Les tentatives de Gabriel Attal pour s'imposer en candidat défenseur du travail avec un texte sur le 1er-Mai, n'ont pas rencontré l'écho espéré. Bien que chef du groupe macroniste, il ne peut compter sur l'ensemble de ses députés, certains, à l'image d'Élisabeth Borne, ne cachant même pas leur hostilité à sa candidature. Réseaux sociaux, dédicaces de son livre, déplacements et meetings apparaissent pour l’heure plus efficaces.
Edouard Philippe a de longue date, décidé de déployer sa campagne hors de l'Assemblée : premier à se déclarer, dès 2024, il a fait le choix de ne pas briguer un mandat législatif.
Quant à Bruno Retailleau, candidat des Républicains, il dispose de peu de relais à l'Assemblée nationale, y compris parmi les députés LR et leur chef Laurent Wauquiez, mais peut s'appuyer sur le Sénat, où il siège et où il a longtemps dirigé le groupe.
Pour l'heure, nul "débauchage actif" des députés, assurent les entourages, qui observent une forme de pacte de non-agression, au moins jusqu'à la rentrée.
Mais à mesure que l'échéance approche, et si le nombre de prétendants ne se réduit pas dans ces espaces politiques, les débats budgétaires pourraient transformer l'hémicycle en véritable arène de campagne, croit un responsable de groupe.
D'ores et déjà la campagne peut peser sur les prises de position des uns et des autres.
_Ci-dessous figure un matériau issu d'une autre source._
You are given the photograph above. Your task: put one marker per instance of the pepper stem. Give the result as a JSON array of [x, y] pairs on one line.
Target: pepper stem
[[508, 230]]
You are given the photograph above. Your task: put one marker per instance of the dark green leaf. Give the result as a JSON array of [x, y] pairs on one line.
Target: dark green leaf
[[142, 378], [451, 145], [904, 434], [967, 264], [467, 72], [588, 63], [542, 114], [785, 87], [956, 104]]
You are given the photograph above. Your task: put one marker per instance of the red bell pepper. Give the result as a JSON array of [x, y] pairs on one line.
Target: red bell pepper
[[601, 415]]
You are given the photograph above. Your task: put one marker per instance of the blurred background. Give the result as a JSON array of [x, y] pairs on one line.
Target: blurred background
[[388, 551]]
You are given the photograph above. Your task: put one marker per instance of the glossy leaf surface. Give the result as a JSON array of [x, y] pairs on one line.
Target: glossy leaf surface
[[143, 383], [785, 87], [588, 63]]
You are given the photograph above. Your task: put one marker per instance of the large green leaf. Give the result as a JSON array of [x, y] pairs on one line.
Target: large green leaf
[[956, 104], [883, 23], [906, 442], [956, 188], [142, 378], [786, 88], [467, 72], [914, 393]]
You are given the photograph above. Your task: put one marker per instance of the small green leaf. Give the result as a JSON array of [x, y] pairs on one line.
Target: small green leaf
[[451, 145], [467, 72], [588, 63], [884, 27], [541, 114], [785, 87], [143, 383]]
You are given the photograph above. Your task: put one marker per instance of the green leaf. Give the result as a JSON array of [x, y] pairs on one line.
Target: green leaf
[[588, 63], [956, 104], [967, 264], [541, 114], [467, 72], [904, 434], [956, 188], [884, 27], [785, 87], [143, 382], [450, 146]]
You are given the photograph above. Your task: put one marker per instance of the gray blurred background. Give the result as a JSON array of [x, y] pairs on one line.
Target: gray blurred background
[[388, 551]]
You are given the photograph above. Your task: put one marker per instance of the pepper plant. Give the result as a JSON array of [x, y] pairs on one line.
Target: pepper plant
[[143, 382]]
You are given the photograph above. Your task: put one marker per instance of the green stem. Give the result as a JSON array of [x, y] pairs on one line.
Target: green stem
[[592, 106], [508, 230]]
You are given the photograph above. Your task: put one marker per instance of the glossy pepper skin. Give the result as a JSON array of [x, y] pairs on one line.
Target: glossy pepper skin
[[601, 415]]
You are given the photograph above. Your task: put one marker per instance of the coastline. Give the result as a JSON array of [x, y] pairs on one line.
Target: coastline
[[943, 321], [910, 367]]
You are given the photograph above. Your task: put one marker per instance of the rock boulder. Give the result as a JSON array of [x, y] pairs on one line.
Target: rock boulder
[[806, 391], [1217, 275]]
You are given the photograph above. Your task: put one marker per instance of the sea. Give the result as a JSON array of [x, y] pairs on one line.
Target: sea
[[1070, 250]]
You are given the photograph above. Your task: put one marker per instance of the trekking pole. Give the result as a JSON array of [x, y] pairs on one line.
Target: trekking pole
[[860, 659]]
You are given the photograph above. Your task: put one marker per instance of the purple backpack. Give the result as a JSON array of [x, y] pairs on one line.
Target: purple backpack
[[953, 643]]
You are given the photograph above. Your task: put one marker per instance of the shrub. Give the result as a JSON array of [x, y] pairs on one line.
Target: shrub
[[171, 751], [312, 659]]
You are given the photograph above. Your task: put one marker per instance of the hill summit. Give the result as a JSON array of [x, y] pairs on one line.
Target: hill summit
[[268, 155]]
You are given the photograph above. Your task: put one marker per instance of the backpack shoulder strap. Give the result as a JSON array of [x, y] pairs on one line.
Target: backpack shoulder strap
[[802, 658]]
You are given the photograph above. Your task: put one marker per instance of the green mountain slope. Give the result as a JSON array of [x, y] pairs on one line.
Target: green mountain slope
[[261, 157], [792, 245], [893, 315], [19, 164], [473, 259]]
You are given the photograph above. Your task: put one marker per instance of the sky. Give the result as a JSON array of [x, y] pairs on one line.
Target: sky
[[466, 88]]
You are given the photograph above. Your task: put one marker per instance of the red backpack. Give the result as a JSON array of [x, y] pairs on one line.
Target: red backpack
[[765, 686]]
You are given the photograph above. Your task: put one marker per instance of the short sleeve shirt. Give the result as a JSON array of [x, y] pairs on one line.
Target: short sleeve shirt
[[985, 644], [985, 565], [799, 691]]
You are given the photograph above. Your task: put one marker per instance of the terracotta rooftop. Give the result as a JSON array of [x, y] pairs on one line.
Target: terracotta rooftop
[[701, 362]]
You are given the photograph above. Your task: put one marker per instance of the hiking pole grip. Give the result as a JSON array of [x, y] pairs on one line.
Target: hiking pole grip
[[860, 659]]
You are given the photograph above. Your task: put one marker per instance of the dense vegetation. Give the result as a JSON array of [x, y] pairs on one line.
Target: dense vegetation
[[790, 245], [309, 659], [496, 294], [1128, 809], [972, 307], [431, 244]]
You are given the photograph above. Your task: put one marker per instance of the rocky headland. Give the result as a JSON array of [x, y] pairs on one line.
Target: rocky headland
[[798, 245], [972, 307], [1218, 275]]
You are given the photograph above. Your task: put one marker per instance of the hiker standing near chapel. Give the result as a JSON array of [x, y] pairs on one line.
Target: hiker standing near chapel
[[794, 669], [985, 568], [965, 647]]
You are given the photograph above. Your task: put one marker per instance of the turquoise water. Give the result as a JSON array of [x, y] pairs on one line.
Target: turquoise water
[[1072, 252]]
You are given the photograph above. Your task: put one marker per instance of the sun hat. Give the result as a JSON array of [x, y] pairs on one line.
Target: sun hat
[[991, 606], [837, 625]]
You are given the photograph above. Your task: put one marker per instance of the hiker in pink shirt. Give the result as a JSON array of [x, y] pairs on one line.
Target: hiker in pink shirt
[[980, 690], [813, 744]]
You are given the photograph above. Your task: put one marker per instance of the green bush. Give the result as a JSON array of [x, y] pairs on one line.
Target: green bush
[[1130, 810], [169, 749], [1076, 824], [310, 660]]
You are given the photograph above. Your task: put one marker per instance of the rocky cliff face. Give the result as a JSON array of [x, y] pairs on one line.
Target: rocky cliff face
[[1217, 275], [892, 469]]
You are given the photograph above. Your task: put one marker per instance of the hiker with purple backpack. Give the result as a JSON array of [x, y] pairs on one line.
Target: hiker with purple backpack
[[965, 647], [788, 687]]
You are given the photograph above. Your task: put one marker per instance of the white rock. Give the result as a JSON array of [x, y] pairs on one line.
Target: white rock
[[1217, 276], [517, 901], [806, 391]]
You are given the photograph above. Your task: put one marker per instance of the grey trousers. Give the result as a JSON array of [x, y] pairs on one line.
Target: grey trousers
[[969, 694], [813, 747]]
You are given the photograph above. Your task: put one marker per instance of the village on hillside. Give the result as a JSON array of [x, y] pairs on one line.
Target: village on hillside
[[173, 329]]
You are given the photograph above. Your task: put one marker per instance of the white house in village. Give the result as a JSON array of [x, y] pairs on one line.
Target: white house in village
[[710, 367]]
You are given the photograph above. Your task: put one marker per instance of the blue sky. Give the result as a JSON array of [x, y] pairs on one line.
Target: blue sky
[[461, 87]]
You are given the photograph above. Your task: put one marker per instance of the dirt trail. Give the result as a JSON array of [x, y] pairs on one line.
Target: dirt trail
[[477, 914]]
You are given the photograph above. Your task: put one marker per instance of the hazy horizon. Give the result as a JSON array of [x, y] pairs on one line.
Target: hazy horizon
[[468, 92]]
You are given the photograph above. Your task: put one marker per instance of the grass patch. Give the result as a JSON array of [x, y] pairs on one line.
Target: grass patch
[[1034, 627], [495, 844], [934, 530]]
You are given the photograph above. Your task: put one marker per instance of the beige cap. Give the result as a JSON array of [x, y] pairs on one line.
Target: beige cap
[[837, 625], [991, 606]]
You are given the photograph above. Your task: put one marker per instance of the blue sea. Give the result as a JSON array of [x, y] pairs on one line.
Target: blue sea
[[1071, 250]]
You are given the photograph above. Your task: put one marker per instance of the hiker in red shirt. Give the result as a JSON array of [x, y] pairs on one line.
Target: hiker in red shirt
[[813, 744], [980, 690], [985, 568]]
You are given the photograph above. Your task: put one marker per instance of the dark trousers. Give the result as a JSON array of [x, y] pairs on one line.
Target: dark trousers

"La période électorale, ce n'est pas celle des nuances", dit un député RN concédant que le souhait de son parti d'apparaître "pro-business et pro-technologie" a pu jouer sur certains votes. A l'inverse, un député de droite parie sur le fait que les Insoumis "devraient s'assagir", comme lors de la campagne de 2022, "pour laisser Mélenchon faire campagne et ne pas effrayer".